Just last week, the prominent Japanese manga, anime, and game publisher Kadokawa disclosed its consolidated financial results for the fiscal year ending March 2026. The company revealed a significant 51.3% drop in operating profit when compared to the previous fiscal year, largely attributed to underwhelming performance in its core publishing and intellectual property creation division, which saw a 51.6% year-on-year decrease in operating profits.
In its recently unveiled mid-term management strategy covering the period from FY 2026 to FY 2031, Kadokawa points to “over-reliance on established winning formulas” as a key contributor to the profit decline within the publishing sector.
Specifically, the corporation has acknowledged a recent trend favoring “tried-and-true genres,” including isekai and narou-kei, which has inevitably led to market saturation and deteriorating profitability. According to Kadokawa, the formulaic approach coupled with a noticeable lack of content diversity is hindering its domestic publication business from venturing into new genres and undertaking innovative projects.
Although Kadokawa has been actively taking steps and hiring additional editors to broaden the scope of published works without overburdening its staff, this approach has also had adverse effects on its business, resulting in an “upswing in titles that lack originality or quality.”

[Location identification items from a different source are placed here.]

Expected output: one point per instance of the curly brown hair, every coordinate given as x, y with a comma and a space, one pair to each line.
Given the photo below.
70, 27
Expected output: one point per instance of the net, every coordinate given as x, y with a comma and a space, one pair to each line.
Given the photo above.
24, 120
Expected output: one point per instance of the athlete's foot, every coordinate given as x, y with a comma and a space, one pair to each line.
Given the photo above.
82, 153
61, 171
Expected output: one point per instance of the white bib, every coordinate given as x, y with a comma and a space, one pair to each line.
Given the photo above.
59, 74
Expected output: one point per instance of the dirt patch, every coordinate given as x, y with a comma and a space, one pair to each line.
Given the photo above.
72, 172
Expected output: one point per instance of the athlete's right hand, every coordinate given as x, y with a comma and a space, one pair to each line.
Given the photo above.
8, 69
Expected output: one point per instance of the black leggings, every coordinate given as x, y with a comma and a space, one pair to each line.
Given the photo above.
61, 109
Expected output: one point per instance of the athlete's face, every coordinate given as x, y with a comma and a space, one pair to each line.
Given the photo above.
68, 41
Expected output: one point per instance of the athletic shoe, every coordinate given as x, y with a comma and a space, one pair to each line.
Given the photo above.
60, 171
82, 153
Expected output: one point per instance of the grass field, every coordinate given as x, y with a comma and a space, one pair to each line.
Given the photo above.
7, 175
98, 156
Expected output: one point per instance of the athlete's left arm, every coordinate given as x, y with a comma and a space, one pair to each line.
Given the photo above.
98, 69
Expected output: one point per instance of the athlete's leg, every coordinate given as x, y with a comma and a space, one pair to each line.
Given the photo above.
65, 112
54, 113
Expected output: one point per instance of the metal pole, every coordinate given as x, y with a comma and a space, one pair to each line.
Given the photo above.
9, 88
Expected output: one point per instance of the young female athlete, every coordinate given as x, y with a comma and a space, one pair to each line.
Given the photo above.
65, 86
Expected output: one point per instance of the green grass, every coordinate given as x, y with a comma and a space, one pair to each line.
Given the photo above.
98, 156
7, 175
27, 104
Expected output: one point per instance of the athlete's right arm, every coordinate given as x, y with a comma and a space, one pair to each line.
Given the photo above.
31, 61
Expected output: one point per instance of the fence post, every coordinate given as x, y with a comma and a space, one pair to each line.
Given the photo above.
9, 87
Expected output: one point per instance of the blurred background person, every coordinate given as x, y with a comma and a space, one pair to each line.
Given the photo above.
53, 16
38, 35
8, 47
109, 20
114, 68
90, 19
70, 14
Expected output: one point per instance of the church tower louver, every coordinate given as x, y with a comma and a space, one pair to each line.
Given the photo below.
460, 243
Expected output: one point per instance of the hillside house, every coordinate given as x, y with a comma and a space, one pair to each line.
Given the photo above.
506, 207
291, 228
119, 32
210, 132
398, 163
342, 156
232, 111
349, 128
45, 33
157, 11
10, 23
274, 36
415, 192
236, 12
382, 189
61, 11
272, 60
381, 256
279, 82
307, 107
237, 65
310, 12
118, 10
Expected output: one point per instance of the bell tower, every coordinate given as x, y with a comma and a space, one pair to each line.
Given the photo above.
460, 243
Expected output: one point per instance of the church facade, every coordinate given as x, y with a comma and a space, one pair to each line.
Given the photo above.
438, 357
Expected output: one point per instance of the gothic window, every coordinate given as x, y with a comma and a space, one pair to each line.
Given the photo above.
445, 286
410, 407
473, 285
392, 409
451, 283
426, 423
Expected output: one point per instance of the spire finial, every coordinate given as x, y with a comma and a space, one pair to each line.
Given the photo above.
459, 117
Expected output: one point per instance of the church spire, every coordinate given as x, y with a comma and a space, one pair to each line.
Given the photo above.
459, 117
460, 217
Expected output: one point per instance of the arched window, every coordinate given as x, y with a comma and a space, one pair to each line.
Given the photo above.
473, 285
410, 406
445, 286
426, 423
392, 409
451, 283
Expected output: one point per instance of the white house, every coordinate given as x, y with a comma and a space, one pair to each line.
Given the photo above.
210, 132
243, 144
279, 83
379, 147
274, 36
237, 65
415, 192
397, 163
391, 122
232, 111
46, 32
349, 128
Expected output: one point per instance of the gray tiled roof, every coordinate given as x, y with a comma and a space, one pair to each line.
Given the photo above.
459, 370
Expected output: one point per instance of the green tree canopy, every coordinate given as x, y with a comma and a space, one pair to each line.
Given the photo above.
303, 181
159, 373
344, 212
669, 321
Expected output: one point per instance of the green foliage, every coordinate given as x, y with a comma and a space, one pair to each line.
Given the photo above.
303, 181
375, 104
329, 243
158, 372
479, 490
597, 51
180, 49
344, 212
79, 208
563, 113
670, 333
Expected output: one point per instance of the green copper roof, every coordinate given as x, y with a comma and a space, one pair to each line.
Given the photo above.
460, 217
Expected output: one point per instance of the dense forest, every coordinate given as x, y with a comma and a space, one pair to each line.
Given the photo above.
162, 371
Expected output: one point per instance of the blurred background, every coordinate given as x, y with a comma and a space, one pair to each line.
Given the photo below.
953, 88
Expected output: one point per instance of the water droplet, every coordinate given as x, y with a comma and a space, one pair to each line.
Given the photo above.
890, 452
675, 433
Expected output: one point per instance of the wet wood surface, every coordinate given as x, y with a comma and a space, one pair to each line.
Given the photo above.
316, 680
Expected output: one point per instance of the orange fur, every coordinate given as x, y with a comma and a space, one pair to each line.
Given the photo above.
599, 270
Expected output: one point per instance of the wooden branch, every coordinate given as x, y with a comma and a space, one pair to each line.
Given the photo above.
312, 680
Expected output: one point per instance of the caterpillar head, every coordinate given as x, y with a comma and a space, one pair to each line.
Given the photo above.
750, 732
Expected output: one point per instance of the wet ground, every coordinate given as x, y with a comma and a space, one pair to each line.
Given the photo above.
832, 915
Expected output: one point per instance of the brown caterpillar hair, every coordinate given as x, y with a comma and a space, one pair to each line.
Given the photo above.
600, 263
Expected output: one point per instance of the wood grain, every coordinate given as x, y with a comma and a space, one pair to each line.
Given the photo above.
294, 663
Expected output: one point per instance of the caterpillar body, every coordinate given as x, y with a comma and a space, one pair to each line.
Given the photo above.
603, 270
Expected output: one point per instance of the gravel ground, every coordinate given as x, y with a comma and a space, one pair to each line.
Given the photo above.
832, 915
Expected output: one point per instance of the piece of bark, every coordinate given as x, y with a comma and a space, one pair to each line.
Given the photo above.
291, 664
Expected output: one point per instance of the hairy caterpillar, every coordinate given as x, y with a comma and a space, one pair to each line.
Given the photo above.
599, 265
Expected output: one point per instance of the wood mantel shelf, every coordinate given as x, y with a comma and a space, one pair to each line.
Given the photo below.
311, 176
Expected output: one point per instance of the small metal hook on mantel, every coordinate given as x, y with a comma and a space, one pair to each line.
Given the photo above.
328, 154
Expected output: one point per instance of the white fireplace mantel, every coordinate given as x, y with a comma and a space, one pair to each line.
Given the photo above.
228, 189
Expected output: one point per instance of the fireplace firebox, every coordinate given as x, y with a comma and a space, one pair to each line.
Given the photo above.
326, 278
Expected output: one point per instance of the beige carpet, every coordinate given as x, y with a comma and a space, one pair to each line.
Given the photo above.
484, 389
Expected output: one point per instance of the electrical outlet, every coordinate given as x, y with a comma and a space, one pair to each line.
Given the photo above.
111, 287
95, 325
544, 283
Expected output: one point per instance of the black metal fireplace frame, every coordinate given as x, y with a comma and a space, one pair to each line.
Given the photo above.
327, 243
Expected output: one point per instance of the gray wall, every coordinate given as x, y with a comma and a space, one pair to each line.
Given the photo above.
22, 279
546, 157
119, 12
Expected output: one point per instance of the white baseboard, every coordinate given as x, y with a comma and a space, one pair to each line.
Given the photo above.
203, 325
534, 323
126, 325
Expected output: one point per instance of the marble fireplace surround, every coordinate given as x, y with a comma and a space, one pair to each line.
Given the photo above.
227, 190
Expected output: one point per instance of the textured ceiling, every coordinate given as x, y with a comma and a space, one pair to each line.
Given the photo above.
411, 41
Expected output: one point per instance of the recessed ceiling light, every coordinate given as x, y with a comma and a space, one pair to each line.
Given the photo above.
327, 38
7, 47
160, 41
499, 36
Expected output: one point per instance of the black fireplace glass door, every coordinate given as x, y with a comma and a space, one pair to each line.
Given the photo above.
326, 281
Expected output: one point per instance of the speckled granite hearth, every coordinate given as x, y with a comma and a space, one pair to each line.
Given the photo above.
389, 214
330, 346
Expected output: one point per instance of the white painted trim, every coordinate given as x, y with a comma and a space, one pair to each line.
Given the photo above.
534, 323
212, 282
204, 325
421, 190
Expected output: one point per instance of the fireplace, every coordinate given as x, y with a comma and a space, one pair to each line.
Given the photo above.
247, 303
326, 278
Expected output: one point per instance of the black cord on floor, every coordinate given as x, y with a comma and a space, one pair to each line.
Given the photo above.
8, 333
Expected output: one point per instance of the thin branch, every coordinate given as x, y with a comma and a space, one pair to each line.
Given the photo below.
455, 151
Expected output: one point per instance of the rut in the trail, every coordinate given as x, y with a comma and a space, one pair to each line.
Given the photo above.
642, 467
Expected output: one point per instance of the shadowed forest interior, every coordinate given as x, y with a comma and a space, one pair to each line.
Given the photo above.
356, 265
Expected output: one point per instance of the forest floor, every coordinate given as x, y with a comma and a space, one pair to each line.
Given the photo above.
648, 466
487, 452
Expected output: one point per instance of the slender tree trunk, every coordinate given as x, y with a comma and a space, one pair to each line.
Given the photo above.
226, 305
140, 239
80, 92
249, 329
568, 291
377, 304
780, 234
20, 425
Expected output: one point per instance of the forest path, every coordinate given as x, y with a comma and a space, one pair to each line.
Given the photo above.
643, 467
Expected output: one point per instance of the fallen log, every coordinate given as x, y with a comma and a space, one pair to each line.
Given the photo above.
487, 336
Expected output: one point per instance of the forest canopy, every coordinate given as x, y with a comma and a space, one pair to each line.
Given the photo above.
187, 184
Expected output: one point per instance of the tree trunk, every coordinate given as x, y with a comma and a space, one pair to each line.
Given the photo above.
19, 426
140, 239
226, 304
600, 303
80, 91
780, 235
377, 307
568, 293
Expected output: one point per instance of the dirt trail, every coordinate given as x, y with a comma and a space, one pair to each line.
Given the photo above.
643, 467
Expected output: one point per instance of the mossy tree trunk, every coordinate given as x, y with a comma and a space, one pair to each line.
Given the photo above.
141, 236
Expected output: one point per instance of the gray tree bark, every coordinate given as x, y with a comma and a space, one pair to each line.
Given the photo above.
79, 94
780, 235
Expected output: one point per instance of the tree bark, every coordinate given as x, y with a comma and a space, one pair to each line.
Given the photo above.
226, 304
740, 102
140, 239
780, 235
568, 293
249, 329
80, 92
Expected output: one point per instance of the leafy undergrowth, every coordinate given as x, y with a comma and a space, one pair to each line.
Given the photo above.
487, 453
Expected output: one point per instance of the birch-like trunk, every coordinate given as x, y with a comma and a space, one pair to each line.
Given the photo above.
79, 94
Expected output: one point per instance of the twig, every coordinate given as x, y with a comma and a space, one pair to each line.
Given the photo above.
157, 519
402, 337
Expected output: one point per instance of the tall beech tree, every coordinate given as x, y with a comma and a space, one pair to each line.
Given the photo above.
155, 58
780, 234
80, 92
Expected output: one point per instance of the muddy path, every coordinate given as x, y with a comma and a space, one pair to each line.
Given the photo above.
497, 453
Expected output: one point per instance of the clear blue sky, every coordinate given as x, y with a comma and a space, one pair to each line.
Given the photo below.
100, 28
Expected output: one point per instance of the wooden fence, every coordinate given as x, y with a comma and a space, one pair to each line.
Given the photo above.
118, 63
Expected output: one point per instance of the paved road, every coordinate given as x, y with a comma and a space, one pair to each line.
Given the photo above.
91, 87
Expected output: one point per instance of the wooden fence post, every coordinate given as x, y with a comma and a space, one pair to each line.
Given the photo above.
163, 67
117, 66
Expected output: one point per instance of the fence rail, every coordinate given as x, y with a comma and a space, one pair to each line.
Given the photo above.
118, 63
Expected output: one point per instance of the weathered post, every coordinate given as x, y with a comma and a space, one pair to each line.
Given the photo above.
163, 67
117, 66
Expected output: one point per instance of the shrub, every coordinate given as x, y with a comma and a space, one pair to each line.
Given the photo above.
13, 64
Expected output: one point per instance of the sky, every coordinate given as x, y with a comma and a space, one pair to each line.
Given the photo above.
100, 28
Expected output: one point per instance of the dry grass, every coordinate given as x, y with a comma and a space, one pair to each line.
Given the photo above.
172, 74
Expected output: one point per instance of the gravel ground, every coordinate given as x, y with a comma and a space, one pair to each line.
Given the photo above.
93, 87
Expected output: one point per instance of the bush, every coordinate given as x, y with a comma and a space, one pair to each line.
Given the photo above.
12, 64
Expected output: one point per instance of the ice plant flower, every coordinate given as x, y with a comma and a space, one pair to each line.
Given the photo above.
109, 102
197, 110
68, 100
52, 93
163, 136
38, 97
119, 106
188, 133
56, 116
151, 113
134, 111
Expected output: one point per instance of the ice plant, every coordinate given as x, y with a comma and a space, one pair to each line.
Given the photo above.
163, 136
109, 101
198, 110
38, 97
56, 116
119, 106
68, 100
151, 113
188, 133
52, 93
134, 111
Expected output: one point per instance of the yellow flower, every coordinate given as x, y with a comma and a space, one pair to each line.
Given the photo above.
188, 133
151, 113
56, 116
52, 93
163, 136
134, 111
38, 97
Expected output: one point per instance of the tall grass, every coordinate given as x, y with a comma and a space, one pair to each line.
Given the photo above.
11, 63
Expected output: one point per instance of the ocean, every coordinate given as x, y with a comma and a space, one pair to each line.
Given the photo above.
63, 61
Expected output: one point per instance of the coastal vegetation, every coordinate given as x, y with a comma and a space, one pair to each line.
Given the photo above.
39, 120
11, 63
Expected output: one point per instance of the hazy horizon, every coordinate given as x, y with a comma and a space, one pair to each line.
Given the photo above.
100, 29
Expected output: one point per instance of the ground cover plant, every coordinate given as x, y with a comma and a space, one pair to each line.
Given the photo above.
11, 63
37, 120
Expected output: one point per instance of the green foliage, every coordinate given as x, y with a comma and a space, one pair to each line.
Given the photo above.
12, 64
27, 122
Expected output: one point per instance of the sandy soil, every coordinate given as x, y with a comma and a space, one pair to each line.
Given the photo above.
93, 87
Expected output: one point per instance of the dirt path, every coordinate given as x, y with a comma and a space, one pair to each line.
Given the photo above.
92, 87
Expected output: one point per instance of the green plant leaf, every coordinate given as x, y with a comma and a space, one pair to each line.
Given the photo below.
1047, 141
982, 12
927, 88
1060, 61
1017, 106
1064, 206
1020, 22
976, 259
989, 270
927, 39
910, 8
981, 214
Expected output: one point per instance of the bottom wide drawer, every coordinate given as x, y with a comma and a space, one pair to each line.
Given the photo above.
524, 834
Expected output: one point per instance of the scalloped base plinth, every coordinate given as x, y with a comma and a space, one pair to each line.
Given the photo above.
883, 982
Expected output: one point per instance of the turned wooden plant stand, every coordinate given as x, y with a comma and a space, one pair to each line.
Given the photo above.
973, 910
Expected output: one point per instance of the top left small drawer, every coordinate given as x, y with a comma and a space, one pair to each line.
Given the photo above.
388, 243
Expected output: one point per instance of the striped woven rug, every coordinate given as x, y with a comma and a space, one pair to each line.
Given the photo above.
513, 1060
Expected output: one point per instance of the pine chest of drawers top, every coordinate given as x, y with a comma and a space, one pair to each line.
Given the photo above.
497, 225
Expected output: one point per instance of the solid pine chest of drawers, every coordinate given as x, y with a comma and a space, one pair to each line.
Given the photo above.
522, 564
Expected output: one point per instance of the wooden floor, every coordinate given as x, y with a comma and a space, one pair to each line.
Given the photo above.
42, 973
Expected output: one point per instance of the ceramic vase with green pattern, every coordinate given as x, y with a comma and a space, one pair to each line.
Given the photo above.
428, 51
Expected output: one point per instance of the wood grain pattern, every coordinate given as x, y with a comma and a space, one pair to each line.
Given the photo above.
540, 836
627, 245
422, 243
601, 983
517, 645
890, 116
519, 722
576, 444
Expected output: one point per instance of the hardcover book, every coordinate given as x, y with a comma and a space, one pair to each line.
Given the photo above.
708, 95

To address this challenge, the company plans to revamp its “genre strategy” and enforce stricter standards for approving projects. Moreover, significant emphasis has been placed on restructuring the publication business, with the Publication Steering Committee, established in November 2025, serving as a framework for implementing “fundamental structural reforms.”
Additionally, as part of its initiative to “cultivate a leaner and more efficient organizational structure,” Kadokawa has also announced an early retirement program for its staff. Starting June 1, the company will invite voluntary resignations from employees aged 45 or older who have at least five years of service. Those who opt for retirement will receive an enhanced severance package alongside standard severance pay, along with optional re-employment support.